For a long time my faith is what kept me going. I’ve had a rough life and my mental health has steadily gotten worse as I’ve aged. Now I have physical disabilities on top of that, and it all would be ok but I don’t have hope anymore.
I used to get through things thinking it’s okay because life is meant to be a struggle, a growing experience, and that afterwards when we die there’s something more. Eternal life, rest, peace, being with God and loved ones forever. Over the past five or so years, my fears have taken over me and I don’t know what to do anymore
I’m so terrified of death yet at the same time I struggle with suicidal ideation. I’m so scared there’s nothing there afterwards. I’m so scared of losing the loved ones I do have. My SO is literally the only reason I haven’t killed myself yet and the thought of death being the end leaves me terrified and on the verge of tears and a mental breakdown every second of every day of my life. I’ll sit here planning out every detail of how I’ll kill myself and the letters I’ll right before I do if something were ever to happen to him and at the same time have a breakdown thinking about what if’s and how I’m so scared of their being nothing.
I pray and beg for some answer. I’m not asking for a miracle I just want that reassurance back. I’m so scared all the time. I’m so so so so scared. I can’t live like this but I can’t die like this either, I’m terrified.

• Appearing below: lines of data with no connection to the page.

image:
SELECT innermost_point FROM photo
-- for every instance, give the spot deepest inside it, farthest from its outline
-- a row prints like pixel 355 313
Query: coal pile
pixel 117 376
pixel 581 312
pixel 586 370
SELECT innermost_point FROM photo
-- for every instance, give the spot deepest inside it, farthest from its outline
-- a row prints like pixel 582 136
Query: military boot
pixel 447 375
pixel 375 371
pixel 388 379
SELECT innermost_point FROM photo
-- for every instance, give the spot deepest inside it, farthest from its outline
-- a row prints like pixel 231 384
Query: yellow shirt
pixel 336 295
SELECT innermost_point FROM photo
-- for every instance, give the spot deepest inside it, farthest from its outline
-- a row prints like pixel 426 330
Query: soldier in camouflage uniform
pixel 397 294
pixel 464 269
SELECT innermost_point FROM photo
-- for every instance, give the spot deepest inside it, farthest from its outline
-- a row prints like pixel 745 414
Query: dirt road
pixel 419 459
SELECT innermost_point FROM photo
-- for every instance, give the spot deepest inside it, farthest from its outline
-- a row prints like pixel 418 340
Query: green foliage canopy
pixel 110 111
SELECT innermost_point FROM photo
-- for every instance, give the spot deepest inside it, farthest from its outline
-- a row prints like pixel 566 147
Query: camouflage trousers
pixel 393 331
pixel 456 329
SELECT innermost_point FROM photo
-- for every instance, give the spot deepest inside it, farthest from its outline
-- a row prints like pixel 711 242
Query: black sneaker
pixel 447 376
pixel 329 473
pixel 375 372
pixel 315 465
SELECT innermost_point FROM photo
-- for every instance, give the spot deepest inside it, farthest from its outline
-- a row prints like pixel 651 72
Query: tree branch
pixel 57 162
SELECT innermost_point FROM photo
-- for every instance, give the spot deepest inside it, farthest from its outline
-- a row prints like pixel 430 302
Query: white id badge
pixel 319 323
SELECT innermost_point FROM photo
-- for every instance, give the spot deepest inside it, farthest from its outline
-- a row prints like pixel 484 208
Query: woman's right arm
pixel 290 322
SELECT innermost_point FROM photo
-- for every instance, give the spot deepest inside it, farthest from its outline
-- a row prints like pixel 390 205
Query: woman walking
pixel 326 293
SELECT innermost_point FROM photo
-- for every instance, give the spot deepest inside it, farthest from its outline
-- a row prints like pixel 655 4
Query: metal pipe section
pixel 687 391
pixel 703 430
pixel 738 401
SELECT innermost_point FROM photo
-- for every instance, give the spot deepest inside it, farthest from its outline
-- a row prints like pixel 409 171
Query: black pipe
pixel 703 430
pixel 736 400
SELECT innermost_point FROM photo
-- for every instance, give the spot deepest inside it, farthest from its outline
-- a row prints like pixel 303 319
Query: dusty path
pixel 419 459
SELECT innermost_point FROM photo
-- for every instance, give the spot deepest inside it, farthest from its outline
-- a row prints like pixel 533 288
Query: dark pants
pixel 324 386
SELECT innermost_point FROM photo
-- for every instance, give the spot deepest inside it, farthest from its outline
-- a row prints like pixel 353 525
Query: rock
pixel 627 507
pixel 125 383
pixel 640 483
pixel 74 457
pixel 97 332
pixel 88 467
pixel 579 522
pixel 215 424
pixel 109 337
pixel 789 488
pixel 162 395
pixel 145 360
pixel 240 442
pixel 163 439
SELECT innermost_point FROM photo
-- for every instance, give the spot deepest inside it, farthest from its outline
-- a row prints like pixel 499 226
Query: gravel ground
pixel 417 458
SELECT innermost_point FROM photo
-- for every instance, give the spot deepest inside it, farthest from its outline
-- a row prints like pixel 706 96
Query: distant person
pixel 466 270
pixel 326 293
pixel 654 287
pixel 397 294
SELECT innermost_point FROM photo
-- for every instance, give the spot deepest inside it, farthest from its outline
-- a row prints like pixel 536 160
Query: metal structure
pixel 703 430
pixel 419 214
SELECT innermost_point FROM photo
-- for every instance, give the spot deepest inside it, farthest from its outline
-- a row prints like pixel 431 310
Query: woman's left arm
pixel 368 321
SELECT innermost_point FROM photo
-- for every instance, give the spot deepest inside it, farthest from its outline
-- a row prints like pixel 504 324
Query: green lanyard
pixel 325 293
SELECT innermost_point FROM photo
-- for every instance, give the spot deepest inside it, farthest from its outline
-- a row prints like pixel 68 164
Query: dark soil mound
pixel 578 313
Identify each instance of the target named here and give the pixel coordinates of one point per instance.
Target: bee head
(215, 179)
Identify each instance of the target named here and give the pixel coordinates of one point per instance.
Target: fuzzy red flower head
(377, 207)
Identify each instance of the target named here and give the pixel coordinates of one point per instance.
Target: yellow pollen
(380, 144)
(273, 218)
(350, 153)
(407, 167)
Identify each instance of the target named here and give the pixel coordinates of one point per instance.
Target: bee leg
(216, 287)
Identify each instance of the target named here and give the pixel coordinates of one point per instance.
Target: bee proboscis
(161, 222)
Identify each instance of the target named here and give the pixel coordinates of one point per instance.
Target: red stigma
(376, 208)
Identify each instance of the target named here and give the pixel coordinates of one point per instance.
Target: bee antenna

I’ve had to deal with so much pain and loss in my life and before I felt like it was okay because in the end I’d be able to be with my loved ones again. Now I just feel empty and cold and alone. I don’t know what to do. I used to have so much faith. I just beg if there is a God please please let me know you’re there. If you’re religious or spiritual please send a little prayer for me. If you’re not, please send any good vibes. I hurt so much lately I don’t know what to do anymore and I’m so exhausted. I just want that one comfort back.